Our art series demystifies the artworks we love—or love to hate. This month, we tackle a pioneering piece that became emblematic of land art
A giant spiral emerges from the northeastern shores of the Great Salt Lake in Utah, appearing to be a serendipitously and perfectly formed natural phenomenon—or a mysterious, prehistoric art work, akin to Stonehenge. While the formation is evocative of both natural and primordial sensibilities, it is in fact the pioneering land artist Robert Smithson’s 1970 piece Spiral Jetty.
Stationed on the Rozel Point peninsula, Smithson’s large-scale “earthwork” consists of a 1,500-ft long, 15-ft wide coil, made from over 6,000 tons of black basalt rocks and earth, which came from the site; it starts from the shore and furls into the lake. Striking, to say the least, the work became emblematic of the movement known as land art, or earth art, which played a significant role in defining contemporary art in the late Sixties and through the Seventies.
The movement was conceived in the late Sixties in the US, during a time when artists in the western world were tired of both the physical and commercial constraints of the art world; they wanted to expand and take their art outside the gallery walls and use alternative modes of artistic productions that included using natural materials from the site of the work. In order to create such works, they needed space—and thus went westwards. Defined by site-specificity and monumentality, the movement was also inspired by conceptual art and minimalism of the Sixties.
The art was typically minimal in form—but often maximal in scale and impact. It was centred around providing a pure experience of art, stripped down to basics: simple geometric forms and sometimes with natural elements. It was with this movement that the viewers’ relationship to the artwork and space became significant. Famed sculptor Carl Andre once said, “A sculpture is a cut into space”—which explained the approach minimalist sculptors had to shaping their large scale works.
Smithson, who had his first exhibition in 1959, was a young artist and active during the time minimalist art grew to prominence. Him and many of his contemporaries, including Walter de Maria, Richard Long, Michael Heizer, and Smithon’s wife and partner in work Nancy Holt, went on to become well-known land artists and sculptors. Land art took minimalism and bought it down to earth—literally—and became about expanding awareness on geological change, as opposed to environmental activism.

Above 7th November 1969: American sculptor and artist Robert Smithson (1938-1973) (Photo: Getty Images)
A seminal exhibition entitled Earthworks (its title is taken from Brian W Aldiss’s 1965 dystopian sci-fi novel, set in a world rife with environmental catastrophe and socio-economic inequality) took place at Virginia Dwan Gallery in New York in 1968; it included the works of many prominent land artists. It was staged out of ecological concerns as much as it was out of a desire to redefine the context in which art could be exhibited—outside of a white cube gallery space. Dwan was Smithson’s gallerist and funded the production of the Spiral Jetty.
The Great Salt Lake, as a site, inspired Smithson to create the Spiral Jetty. In addition to the remote location—it is a two-hour drive from Salt Lake City—it was the lake’s red-hued waters that fascinated him. The lake is an extremely harsh environment; the water in it is four times as salty as sea water, and therefore is largely devoid of life. It does however contain forms of algae, bacteria and a species of brine shrimp. The shrimp sheds a red shell that the algae and bacteria then consume, resulting in the lake’s signature red hue. For Smithson, this evoked the idea of the primordial seas—and the entropic quality of nature.
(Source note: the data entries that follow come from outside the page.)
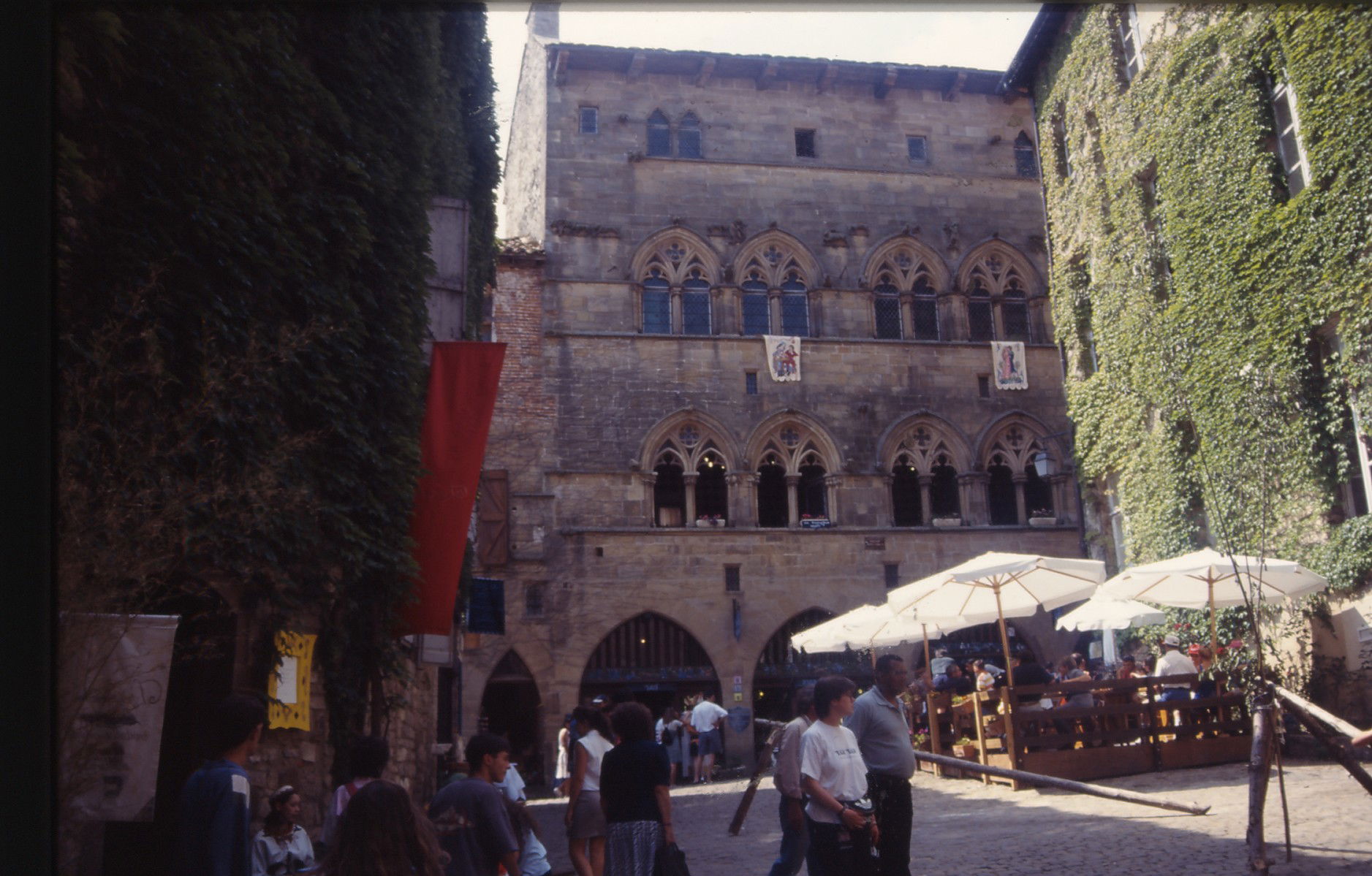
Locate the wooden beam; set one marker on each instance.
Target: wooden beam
(955, 87)
(885, 84)
(768, 76)
(826, 78)
(560, 67)
(1062, 785)
(707, 69)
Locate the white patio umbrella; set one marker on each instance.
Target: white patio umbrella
(1205, 579)
(998, 586)
(1104, 612)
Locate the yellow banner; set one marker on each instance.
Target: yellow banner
(289, 687)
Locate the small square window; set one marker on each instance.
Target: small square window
(591, 121)
(892, 571)
(732, 580)
(917, 148)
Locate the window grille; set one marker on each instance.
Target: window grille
(659, 134)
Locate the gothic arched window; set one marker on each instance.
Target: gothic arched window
(658, 303)
(659, 134)
(887, 302)
(688, 137)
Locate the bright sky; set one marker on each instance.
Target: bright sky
(960, 34)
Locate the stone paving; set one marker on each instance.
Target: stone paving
(968, 829)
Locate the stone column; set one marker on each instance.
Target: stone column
(926, 506)
(743, 498)
(971, 494)
(649, 480)
(832, 484)
(689, 479)
(793, 500)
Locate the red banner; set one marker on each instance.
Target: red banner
(457, 419)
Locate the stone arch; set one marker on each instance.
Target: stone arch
(1018, 449)
(667, 435)
(810, 436)
(776, 254)
(903, 255)
(652, 658)
(675, 250)
(995, 261)
(940, 436)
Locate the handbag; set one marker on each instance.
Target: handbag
(671, 861)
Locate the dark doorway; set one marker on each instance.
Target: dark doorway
(511, 708)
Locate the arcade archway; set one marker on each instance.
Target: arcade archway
(511, 706)
(651, 660)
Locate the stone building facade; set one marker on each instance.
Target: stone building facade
(660, 510)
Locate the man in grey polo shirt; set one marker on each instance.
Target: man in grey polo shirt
(882, 730)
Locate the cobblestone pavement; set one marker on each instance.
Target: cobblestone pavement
(968, 829)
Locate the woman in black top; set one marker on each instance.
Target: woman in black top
(635, 794)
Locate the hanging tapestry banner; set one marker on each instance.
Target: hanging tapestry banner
(289, 687)
(782, 357)
(1007, 361)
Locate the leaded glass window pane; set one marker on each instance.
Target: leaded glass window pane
(980, 325)
(888, 313)
(658, 308)
(696, 308)
(659, 134)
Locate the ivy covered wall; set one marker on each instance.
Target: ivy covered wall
(1216, 325)
(243, 250)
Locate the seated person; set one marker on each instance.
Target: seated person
(954, 682)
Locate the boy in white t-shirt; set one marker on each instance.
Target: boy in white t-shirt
(835, 777)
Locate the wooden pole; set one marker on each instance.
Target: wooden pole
(1335, 746)
(1260, 772)
(1333, 720)
(1065, 785)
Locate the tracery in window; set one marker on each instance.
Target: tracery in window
(659, 134)
(688, 137)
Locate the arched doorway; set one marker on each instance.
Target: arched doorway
(651, 660)
(781, 669)
(511, 708)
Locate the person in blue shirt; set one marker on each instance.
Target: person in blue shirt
(213, 837)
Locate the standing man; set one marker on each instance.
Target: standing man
(1173, 663)
(213, 820)
(795, 835)
(705, 717)
(469, 816)
(881, 725)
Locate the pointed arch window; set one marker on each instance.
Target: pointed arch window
(981, 325)
(658, 303)
(696, 303)
(659, 134)
(757, 317)
(795, 306)
(1026, 162)
(887, 302)
(688, 137)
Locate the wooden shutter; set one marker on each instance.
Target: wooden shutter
(493, 520)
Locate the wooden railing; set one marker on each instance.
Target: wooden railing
(1126, 731)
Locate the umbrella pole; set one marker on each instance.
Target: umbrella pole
(1004, 641)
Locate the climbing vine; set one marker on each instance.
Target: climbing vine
(1202, 306)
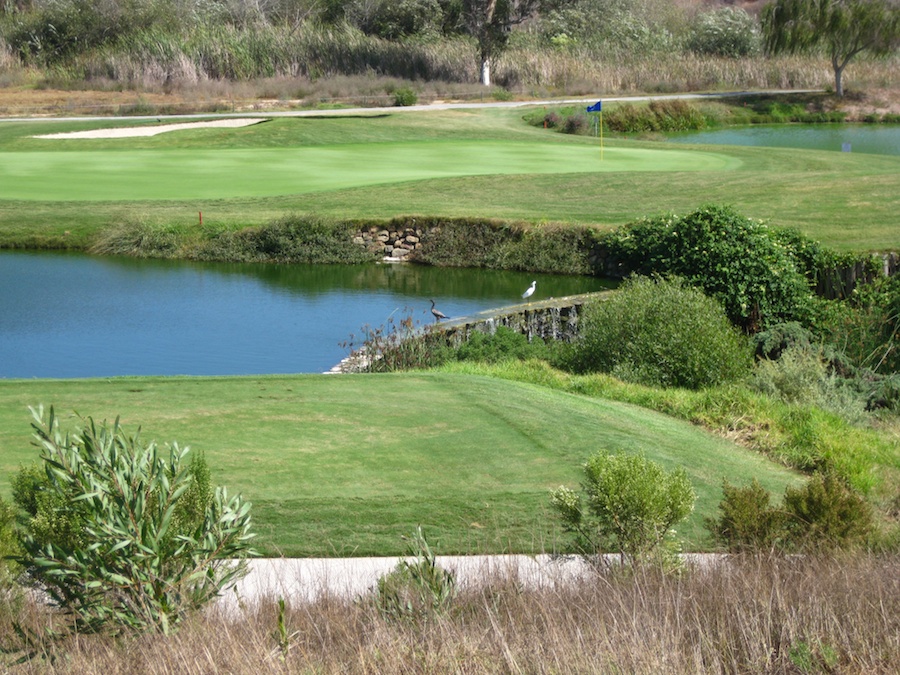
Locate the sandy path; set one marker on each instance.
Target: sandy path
(307, 579)
(133, 132)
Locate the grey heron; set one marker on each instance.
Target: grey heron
(438, 314)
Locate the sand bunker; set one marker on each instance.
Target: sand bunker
(132, 132)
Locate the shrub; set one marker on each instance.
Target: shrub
(122, 534)
(502, 345)
(405, 96)
(825, 514)
(400, 345)
(661, 332)
(8, 544)
(292, 239)
(822, 515)
(674, 115)
(747, 522)
(803, 376)
(738, 261)
(866, 327)
(415, 590)
(629, 504)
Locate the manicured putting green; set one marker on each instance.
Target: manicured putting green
(114, 175)
(345, 465)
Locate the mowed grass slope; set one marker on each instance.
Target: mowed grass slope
(346, 465)
(475, 163)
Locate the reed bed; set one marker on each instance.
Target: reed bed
(754, 615)
(156, 59)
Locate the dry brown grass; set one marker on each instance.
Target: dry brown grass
(751, 616)
(872, 86)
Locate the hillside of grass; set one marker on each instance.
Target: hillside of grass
(345, 466)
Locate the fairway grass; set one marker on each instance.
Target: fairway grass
(464, 163)
(346, 465)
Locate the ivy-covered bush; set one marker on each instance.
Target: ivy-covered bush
(738, 261)
(661, 332)
(126, 535)
(502, 345)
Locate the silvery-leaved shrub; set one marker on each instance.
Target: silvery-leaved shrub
(123, 534)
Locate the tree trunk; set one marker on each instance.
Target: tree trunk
(838, 81)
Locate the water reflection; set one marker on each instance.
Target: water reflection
(65, 315)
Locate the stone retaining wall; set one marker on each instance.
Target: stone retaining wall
(552, 319)
(555, 318)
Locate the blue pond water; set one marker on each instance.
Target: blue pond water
(878, 139)
(71, 316)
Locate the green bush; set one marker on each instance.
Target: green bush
(866, 327)
(738, 261)
(629, 504)
(674, 115)
(661, 332)
(126, 535)
(415, 590)
(405, 96)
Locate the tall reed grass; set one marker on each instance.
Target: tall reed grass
(754, 615)
(155, 58)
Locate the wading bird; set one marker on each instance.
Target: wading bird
(438, 314)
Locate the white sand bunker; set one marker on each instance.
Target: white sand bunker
(132, 132)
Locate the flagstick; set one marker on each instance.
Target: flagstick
(601, 134)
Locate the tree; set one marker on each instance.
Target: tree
(124, 534)
(844, 27)
(491, 21)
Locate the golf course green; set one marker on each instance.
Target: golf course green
(486, 163)
(111, 175)
(347, 465)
Smithson’s and other land artists’ works weren’t always popular with everyone. Some environmentalists criticised the artist for “tampering” with nature. However, impermanence, and most importantly entropy form the conceptual core of Spiral Jetty, and is directly reflected in how the works changes overtime. Change and decay are essential to the work, it exists with and within nature. A year after it was created, The Spiral Jetty was submerged underwater, it became visible momentarily in the 1980s, but only emerged in 2002, completely white, covered with salt.

Above Pink salt water at northern part of Great Salt Lake,Utah (Photo: Getty Images)
The artist’s other notable works, all of which placed the idea of entropy at their core, were made in a similar vein. These include Asphalt Rundown (1969), for which the artist poured hot asphalt down a steep cliff in Rome; and Amarillo Ramp (1973), which was originally constructed to emerge from the base of an artificial lake—the appearance of the work has now changed due to erosion, and the artist tragically passed away in a plane crash before completing it. His works helped shaped land art as a genre and after his death, his vision continued to influence next generations of land artists, including the likes of Andy Goldsworthy, who is perhaps one of the best-known earth art movement artist alive today.
Smithson’s legacy, much like his works, including Spiral Jetty, have endured, literally evolving in form with the tides, climate crises, and changing world, but nonetheless they remain imprinted on both art and earth’s history—and that’s why it’s art.